Further, the printer 11A is the same as the printer 11 except for the above-mentioned differences.

As described above, the device according to the present invention can reduce the illumination null between pixels that degrades the image quality of electro-optic line printers. Also, based on the above example, illumination
The null-reducing phase plate can also be used to shape the energy profile of the illuminated pixel.

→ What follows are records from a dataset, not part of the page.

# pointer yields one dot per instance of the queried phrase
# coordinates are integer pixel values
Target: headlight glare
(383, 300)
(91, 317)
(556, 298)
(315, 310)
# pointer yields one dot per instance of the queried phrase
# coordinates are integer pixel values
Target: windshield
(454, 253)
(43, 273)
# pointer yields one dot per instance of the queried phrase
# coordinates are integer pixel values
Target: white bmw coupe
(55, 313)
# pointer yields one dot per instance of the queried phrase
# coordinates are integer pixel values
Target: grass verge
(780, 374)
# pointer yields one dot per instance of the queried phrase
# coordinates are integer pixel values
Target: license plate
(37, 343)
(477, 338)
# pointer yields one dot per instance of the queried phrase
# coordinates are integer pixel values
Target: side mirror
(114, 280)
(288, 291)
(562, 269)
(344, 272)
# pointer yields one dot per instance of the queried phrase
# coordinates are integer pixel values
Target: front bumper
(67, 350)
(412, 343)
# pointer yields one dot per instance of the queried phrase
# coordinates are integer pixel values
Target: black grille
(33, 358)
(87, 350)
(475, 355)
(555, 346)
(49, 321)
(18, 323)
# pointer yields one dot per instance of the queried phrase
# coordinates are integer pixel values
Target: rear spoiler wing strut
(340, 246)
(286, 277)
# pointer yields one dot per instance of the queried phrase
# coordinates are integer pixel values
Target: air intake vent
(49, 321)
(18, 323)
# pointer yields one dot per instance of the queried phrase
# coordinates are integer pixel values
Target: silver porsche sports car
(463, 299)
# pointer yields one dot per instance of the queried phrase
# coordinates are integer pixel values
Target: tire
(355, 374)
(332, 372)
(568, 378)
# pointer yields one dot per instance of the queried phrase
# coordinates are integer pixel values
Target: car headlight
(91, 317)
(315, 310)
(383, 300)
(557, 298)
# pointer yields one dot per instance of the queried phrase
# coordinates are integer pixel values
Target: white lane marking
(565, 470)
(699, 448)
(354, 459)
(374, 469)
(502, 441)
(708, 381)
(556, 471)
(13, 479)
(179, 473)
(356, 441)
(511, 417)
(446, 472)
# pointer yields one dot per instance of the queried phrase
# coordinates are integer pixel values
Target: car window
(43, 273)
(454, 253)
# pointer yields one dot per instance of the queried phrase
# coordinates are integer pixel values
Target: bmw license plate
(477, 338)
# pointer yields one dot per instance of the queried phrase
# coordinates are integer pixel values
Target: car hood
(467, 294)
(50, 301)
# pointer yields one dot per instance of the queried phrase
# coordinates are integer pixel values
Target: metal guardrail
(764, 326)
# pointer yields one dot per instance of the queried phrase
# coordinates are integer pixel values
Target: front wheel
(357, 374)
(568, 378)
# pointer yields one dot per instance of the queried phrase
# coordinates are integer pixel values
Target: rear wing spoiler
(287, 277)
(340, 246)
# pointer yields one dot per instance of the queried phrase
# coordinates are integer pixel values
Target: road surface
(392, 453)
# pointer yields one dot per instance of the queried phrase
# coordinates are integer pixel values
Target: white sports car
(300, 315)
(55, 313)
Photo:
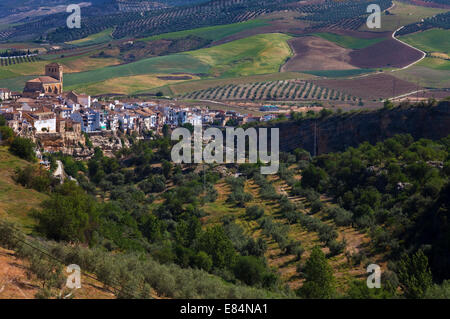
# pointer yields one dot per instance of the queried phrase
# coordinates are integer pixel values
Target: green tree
(23, 148)
(215, 243)
(319, 283)
(69, 215)
(414, 274)
(359, 290)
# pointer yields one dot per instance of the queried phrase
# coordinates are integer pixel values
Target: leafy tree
(438, 291)
(216, 244)
(312, 176)
(23, 148)
(414, 274)
(250, 270)
(6, 134)
(69, 214)
(359, 290)
(254, 212)
(319, 283)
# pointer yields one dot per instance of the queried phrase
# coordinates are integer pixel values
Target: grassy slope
(96, 38)
(214, 33)
(348, 41)
(191, 86)
(14, 76)
(260, 54)
(176, 63)
(403, 14)
(15, 200)
(430, 41)
(432, 71)
(126, 85)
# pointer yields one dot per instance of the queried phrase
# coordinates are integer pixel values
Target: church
(50, 83)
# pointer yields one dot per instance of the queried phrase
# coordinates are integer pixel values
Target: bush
(336, 247)
(23, 148)
(254, 212)
(341, 216)
(6, 134)
(316, 206)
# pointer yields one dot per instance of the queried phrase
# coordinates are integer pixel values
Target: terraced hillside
(291, 90)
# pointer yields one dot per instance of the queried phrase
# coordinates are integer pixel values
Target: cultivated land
(347, 41)
(286, 263)
(260, 54)
(203, 84)
(97, 38)
(176, 63)
(430, 41)
(403, 14)
(314, 53)
(131, 84)
(371, 87)
(213, 33)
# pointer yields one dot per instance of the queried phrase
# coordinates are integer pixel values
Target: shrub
(23, 148)
(336, 247)
(316, 206)
(254, 212)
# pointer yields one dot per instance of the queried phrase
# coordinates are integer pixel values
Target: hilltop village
(60, 121)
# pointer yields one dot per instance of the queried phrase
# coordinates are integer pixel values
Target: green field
(339, 73)
(203, 84)
(434, 40)
(176, 63)
(348, 41)
(214, 33)
(96, 38)
(259, 54)
(12, 204)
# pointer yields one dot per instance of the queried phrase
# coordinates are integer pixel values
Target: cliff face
(339, 132)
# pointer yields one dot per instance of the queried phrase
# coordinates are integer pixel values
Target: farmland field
(348, 42)
(177, 63)
(403, 14)
(430, 40)
(370, 87)
(260, 54)
(128, 84)
(425, 76)
(286, 90)
(214, 33)
(315, 53)
(97, 38)
(386, 54)
(204, 84)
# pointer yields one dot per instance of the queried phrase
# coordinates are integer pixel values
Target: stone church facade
(50, 83)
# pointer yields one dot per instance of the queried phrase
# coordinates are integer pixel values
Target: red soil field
(430, 4)
(358, 34)
(314, 53)
(389, 53)
(370, 87)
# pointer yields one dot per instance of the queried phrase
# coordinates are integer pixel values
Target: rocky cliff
(336, 133)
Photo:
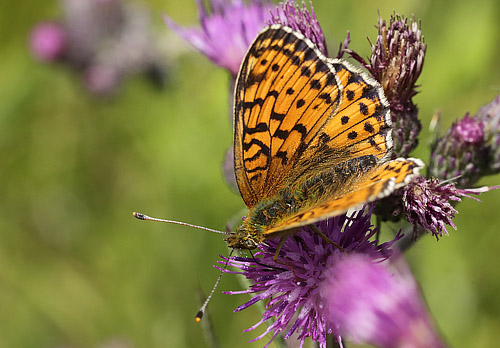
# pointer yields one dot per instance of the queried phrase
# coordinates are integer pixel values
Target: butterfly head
(242, 238)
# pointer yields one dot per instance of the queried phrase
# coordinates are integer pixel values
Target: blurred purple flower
(300, 19)
(461, 154)
(291, 288)
(226, 31)
(489, 116)
(373, 305)
(429, 204)
(104, 41)
(48, 41)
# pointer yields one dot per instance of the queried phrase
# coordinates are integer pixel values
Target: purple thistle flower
(461, 154)
(372, 304)
(429, 204)
(396, 62)
(299, 19)
(227, 30)
(104, 42)
(489, 116)
(48, 41)
(291, 288)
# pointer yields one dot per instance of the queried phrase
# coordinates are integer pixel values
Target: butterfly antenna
(262, 264)
(141, 216)
(201, 312)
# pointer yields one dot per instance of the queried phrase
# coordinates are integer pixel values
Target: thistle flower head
(227, 30)
(48, 41)
(291, 287)
(461, 153)
(429, 204)
(302, 20)
(377, 306)
(397, 59)
(396, 62)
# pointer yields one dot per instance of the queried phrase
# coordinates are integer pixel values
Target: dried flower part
(405, 131)
(396, 62)
(48, 41)
(489, 115)
(378, 304)
(104, 42)
(397, 59)
(228, 27)
(302, 20)
(429, 204)
(461, 154)
(291, 287)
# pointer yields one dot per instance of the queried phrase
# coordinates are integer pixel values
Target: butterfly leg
(325, 238)
(276, 254)
(278, 248)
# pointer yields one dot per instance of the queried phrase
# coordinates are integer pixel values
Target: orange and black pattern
(312, 136)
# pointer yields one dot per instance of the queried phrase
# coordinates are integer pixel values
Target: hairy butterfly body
(312, 138)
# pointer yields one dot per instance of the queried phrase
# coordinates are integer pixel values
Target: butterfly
(312, 138)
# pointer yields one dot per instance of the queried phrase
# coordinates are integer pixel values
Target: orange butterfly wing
(377, 183)
(298, 112)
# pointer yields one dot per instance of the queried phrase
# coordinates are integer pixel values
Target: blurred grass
(77, 270)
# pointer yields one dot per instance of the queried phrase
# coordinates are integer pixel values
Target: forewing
(285, 93)
(378, 183)
(297, 112)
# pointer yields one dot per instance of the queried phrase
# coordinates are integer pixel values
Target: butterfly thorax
(294, 199)
(260, 218)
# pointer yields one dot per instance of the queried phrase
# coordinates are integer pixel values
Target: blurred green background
(77, 270)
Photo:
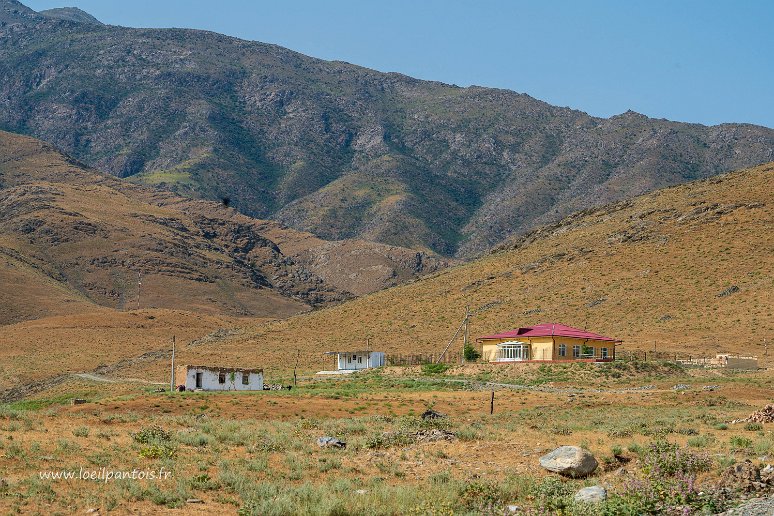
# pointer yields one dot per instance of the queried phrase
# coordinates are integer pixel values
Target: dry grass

[Brief explanation of the drawing]

1 is a side view schematically showing an electro-optical line printer equipped with an image forming optical system having an inclined phase step used in the present invention; FIG. 2 is a partially enlarged bottom plan view of the line printer of FIG. 1; Figure 3 is
Figure 4 is an enlarged cutaway bottom view of the light valve of Figure 3 showing the individually addressable electrodes; Figure 5 is an enlarged side view of the TIR multi-gate light valve showing the individually addressable electrodes; A block diagram of a system that provides encoded input data samples;
FIG. 6 is a diagram schematically showing a line image generated by a conventional electro-optic line printer, and FIG.
FIG. 8 is an enlarged front view of a phase plate for the image forming optical system of the line printer shown in FIG.
The figure is a side view schematically showing another embodiment of the present invention. 11: Electro-optical line printer, 12: Light valve, 13: Recording medium, 14: Drum, 17:
Electro-optical element, 18A to 18I: electrode, 21: reflective surface, 22: input surface, 23: output surface, 28:
VLSI silicon circuit, 31: Readout optical system, 34:
Field lens, 35: Central stop, 36:
Image forming lens, 41: Differential encoder, 42: Multiplexer, 43: Controller, 45A-4
5G: Illumination Null, 46A-46
H: Pixel, 61: Phase plate, 62, 63: Phase delay portion, 64: Phase step, 66AA, 66AB
~66HA, 66HB: Diffraction spot, 71: Light scattering element.

Claims (1)

[Scope of Claims] 1. A recording medium, a multi-gate light valve for printing pixels at spatially predetermined positions along a printing axis, means for irradiating the multi-gate light valve with coherent light, and the above-mentioned means arranged optically in a straight line between the multi-gate light valve and the recording medium to image the emitted light from the multi-gate light valve on the recording medium; an electro-optical line printer having means for advancing the recording medium in a linear direction, wherein the imaging means has a phase plate provided in a Fourier transform plane of the imaging means, and the phase plate The spatial phase distribution is structured so that the phase changes approximately 180 degrees in a step-like manner, and the straight line in the phase plate indicating the step-like changing part is relative to the arrangement direction in which the multi-gate light valves are arranged. an electro-optic line characterized in that the line is tilted, thereby converting light from the illuminated pixels into a double spot diffraction pattern tilted with respect to the print axis to reduce illumination nulls between the pixels; printer. 2. Claim 1, wherein the straight line in the phase plate indicating the step-like changing portion is inclined at approximately 45 degrees with respect to the direction in which the multi-gate light valves are arranged. The electro-optical line printer described.